Si el presidente del Gobierno tuviera un gramo de sentido del Estado, hace años -exactamente, seis- que se habría sentado con el líder de la oposición para diseñar mano a mano una respuesta conjunta al desafío secesionista y una hoja de ruta compartida para la cuestión territorial, de tal forma que ningún partido nacionalista, con una cifra ínfima de votos ciudadanos, pudiera someter a chantaje al Gobierno de España, jugar a su antojo con las mayorías parlamentarias en el Congreso o especular con provocar cambios de Gobierno para reavivar las cenizas del conflicto. Tras el 12-M, resulta que los independentistas son más poderosos en Madrid que en Cataluña.

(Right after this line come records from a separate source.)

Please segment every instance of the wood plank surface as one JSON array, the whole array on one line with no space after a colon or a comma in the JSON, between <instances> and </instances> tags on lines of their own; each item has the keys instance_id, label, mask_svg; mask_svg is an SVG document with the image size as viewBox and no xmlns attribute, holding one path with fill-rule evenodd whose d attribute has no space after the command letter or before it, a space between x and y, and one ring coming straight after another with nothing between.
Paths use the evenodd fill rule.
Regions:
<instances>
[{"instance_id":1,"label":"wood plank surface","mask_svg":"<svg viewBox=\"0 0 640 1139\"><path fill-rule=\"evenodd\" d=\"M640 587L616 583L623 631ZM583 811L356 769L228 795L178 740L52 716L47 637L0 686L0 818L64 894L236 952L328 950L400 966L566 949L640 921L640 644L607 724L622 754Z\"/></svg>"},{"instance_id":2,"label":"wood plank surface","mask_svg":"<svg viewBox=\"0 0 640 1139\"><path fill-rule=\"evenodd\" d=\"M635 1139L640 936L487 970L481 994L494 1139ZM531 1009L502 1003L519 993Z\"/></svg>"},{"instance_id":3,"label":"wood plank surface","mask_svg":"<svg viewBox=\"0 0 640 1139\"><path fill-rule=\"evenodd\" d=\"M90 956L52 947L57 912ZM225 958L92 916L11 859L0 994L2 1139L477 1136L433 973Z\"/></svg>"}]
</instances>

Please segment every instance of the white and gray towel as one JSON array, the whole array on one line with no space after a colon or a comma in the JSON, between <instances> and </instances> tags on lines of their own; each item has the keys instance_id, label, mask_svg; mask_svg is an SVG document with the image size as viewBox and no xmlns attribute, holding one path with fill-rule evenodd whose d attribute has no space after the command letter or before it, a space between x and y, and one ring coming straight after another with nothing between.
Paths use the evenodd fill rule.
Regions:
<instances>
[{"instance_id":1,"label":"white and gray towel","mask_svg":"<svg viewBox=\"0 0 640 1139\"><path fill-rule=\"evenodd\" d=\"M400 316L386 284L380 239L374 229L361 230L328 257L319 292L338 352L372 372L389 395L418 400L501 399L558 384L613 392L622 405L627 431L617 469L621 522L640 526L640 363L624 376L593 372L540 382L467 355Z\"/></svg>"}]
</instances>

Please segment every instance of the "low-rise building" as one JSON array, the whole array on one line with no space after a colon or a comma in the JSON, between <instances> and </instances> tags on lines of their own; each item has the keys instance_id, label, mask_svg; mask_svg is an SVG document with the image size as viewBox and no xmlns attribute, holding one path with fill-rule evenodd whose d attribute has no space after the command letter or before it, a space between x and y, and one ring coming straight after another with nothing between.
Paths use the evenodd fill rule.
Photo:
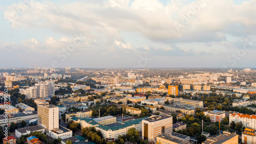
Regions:
<instances>
[{"instance_id":1,"label":"low-rise building","mask_svg":"<svg viewBox=\"0 0 256 144\"><path fill-rule=\"evenodd\" d=\"M36 125L29 127L25 127L15 130L15 136L17 138L20 137L23 135L30 134L31 132L39 131L42 133L45 133L45 129L39 126Z\"/></svg>"},{"instance_id":2,"label":"low-rise building","mask_svg":"<svg viewBox=\"0 0 256 144\"><path fill-rule=\"evenodd\" d=\"M187 124L182 122L177 122L175 124L173 125L173 129L176 132L182 130L187 128Z\"/></svg>"},{"instance_id":3,"label":"low-rise building","mask_svg":"<svg viewBox=\"0 0 256 144\"><path fill-rule=\"evenodd\" d=\"M256 131L254 129L246 128L242 133L242 143L252 144L256 142Z\"/></svg>"},{"instance_id":4,"label":"low-rise building","mask_svg":"<svg viewBox=\"0 0 256 144\"><path fill-rule=\"evenodd\" d=\"M210 121L215 123L216 122L222 122L223 118L226 116L225 112L217 110L208 110L204 112L204 115L208 115L210 117Z\"/></svg>"},{"instance_id":5,"label":"low-rise building","mask_svg":"<svg viewBox=\"0 0 256 144\"><path fill-rule=\"evenodd\" d=\"M134 107L130 107L129 106L126 107L126 113L129 112L132 114L138 114L138 116L140 116L141 114L141 110L139 108L135 108Z\"/></svg>"},{"instance_id":6,"label":"low-rise building","mask_svg":"<svg viewBox=\"0 0 256 144\"><path fill-rule=\"evenodd\" d=\"M34 108L32 108L24 103L18 103L15 105L15 107L18 108L19 109L23 111L26 111L26 110L35 111Z\"/></svg>"},{"instance_id":7,"label":"low-rise building","mask_svg":"<svg viewBox=\"0 0 256 144\"><path fill-rule=\"evenodd\" d=\"M164 109L172 112L180 111L181 113L185 114L193 114L195 112L195 110L194 109L168 105L157 105L157 107L159 108L163 107Z\"/></svg>"},{"instance_id":8,"label":"low-rise building","mask_svg":"<svg viewBox=\"0 0 256 144\"><path fill-rule=\"evenodd\" d=\"M202 144L230 144L238 143L239 135L235 133L223 132L223 134L215 137L209 137Z\"/></svg>"}]
</instances>

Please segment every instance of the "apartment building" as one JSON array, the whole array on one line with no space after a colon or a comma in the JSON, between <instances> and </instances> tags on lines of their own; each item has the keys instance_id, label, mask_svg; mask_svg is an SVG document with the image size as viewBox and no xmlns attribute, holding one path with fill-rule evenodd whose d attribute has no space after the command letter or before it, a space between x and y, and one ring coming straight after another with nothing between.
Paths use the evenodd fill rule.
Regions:
<instances>
[{"instance_id":1,"label":"apartment building","mask_svg":"<svg viewBox=\"0 0 256 144\"><path fill-rule=\"evenodd\" d=\"M96 130L100 130L102 136L106 141L114 141L118 138L118 136L125 135L128 130L134 128L139 133L142 131L142 121L148 117L143 117L127 122L115 123L112 124L100 125L95 127Z\"/></svg>"},{"instance_id":2,"label":"apartment building","mask_svg":"<svg viewBox=\"0 0 256 144\"><path fill-rule=\"evenodd\" d=\"M194 85L194 90L201 90L202 86L201 85Z\"/></svg>"},{"instance_id":3,"label":"apartment building","mask_svg":"<svg viewBox=\"0 0 256 144\"><path fill-rule=\"evenodd\" d=\"M190 85L189 84L184 84L182 86L183 89L190 89Z\"/></svg>"},{"instance_id":4,"label":"apartment building","mask_svg":"<svg viewBox=\"0 0 256 144\"><path fill-rule=\"evenodd\" d=\"M178 89L177 85L168 85L168 94L169 95L178 95L178 92L179 90Z\"/></svg>"},{"instance_id":5,"label":"apartment building","mask_svg":"<svg viewBox=\"0 0 256 144\"><path fill-rule=\"evenodd\" d=\"M197 107L200 108L202 108L204 106L203 101L183 98L174 98L174 105L180 107Z\"/></svg>"},{"instance_id":6,"label":"apartment building","mask_svg":"<svg viewBox=\"0 0 256 144\"><path fill-rule=\"evenodd\" d=\"M161 134L169 135L173 132L173 116L167 114L152 116L143 119L142 126L142 139L153 143L156 142L157 136Z\"/></svg>"},{"instance_id":7,"label":"apartment building","mask_svg":"<svg viewBox=\"0 0 256 144\"><path fill-rule=\"evenodd\" d=\"M168 105L157 105L157 107L159 108L161 108L162 107L166 110L172 112L180 111L181 113L185 114L193 114L195 113L195 110L194 109L173 106Z\"/></svg>"},{"instance_id":8,"label":"apartment building","mask_svg":"<svg viewBox=\"0 0 256 144\"><path fill-rule=\"evenodd\" d=\"M156 113L157 112L157 108L154 106L145 105L145 108L147 109L150 109L152 111L152 113Z\"/></svg>"},{"instance_id":9,"label":"apartment building","mask_svg":"<svg viewBox=\"0 0 256 144\"><path fill-rule=\"evenodd\" d=\"M138 116L140 116L141 114L141 110L139 108L135 108L134 107L130 107L129 106L126 106L126 112L127 113L129 112L132 114L138 114Z\"/></svg>"},{"instance_id":10,"label":"apartment building","mask_svg":"<svg viewBox=\"0 0 256 144\"><path fill-rule=\"evenodd\" d=\"M208 115L210 117L210 121L215 123L216 122L222 122L223 118L226 116L224 112L217 110L208 110L204 112L204 115Z\"/></svg>"},{"instance_id":11,"label":"apartment building","mask_svg":"<svg viewBox=\"0 0 256 144\"><path fill-rule=\"evenodd\" d=\"M187 128L187 124L182 122L177 122L176 124L173 125L173 129L176 132L182 130Z\"/></svg>"},{"instance_id":12,"label":"apartment building","mask_svg":"<svg viewBox=\"0 0 256 144\"><path fill-rule=\"evenodd\" d=\"M53 139L72 137L72 131L59 127L59 108L49 104L37 105L38 126L46 129L46 134Z\"/></svg>"},{"instance_id":13,"label":"apartment building","mask_svg":"<svg viewBox=\"0 0 256 144\"><path fill-rule=\"evenodd\" d=\"M254 129L246 128L242 133L242 144L256 143L256 131Z\"/></svg>"},{"instance_id":14,"label":"apartment building","mask_svg":"<svg viewBox=\"0 0 256 144\"><path fill-rule=\"evenodd\" d=\"M38 125L46 129L46 132L59 127L59 108L49 104L37 105Z\"/></svg>"},{"instance_id":15,"label":"apartment building","mask_svg":"<svg viewBox=\"0 0 256 144\"><path fill-rule=\"evenodd\" d=\"M238 143L239 135L235 133L224 131L223 134L215 137L208 137L202 144Z\"/></svg>"},{"instance_id":16,"label":"apartment building","mask_svg":"<svg viewBox=\"0 0 256 144\"><path fill-rule=\"evenodd\" d=\"M32 108L31 107L30 107L28 106L27 105L24 104L24 103L18 103L15 105L15 107L16 108L18 108L23 111L26 111L26 110L32 110L32 111L35 111L35 108Z\"/></svg>"},{"instance_id":17,"label":"apartment building","mask_svg":"<svg viewBox=\"0 0 256 144\"><path fill-rule=\"evenodd\" d=\"M86 117L92 116L93 113L92 110L82 110L80 111L67 113L66 114L66 119L69 120L73 116Z\"/></svg>"},{"instance_id":18,"label":"apartment building","mask_svg":"<svg viewBox=\"0 0 256 144\"><path fill-rule=\"evenodd\" d=\"M235 123L242 122L244 127L256 129L256 115L244 114L239 113L229 114L229 125L234 121Z\"/></svg>"},{"instance_id":19,"label":"apartment building","mask_svg":"<svg viewBox=\"0 0 256 144\"><path fill-rule=\"evenodd\" d=\"M210 90L210 87L209 85L203 85L203 90L204 91L209 91Z\"/></svg>"},{"instance_id":20,"label":"apartment building","mask_svg":"<svg viewBox=\"0 0 256 144\"><path fill-rule=\"evenodd\" d=\"M148 105L153 105L153 106L156 107L158 104L158 102L152 99L147 99L141 101L141 104L146 104Z\"/></svg>"}]
</instances>

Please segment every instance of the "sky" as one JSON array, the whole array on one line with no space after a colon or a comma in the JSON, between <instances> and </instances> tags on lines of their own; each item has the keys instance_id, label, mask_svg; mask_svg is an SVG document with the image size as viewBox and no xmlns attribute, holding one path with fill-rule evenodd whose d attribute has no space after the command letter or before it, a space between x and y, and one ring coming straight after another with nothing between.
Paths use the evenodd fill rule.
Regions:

La ineptitud de los dirigentes independentistas propició un Parlament que quizás no sea el ideal, pero sí el mejor posible, aquí y ahora, para que este entierro del 'procés' sea el definitivo. Cargárselo por ganar un par de escaños más o por hacer daño al otro sería una gamberrada aún peor que la de abril de 2019.

La lógica política indica que los partidos constitucionales tienen que aferrarse a este Parlamento catalán y mantenerlo vivo a toda costa, porque nada bueno saldrá de permitir que ruede de nuevo la bola de la ruleta, como Puigdemont busca desesperadamente para resucitar de su fracaso. Es asunto suyo cómo lo hagan, siempre que no hagan tonterías. Y para evitar las tonterías en este juego concreto, por algún motivo confío más en Salvador Illa y Alejandro Fernández que en Sánchez y Feijóo. ¿Es pedir demasiado que los dejen hacer su trabajo?

Ha llegado tan lejos el juego siniestro de la polarización que la satisfacción de los dos partidos principales de España por un resultado positivo no es completa por no ir acompañada del fracaso del otro. Los socialistas y los populares fueron los vencedores de la votación porque solo ellos alcanzaron holgadamente sus objetivos electorales. Ambos celebran su propio éxito, pero no pueden ocultar el fastidio que les produce compartirlo. Y se retuercen de escozor ante la idea de admitir que la victoria común es mejor para España y para la causa constitucional que si hubiera sido únicamente de uno de ellos.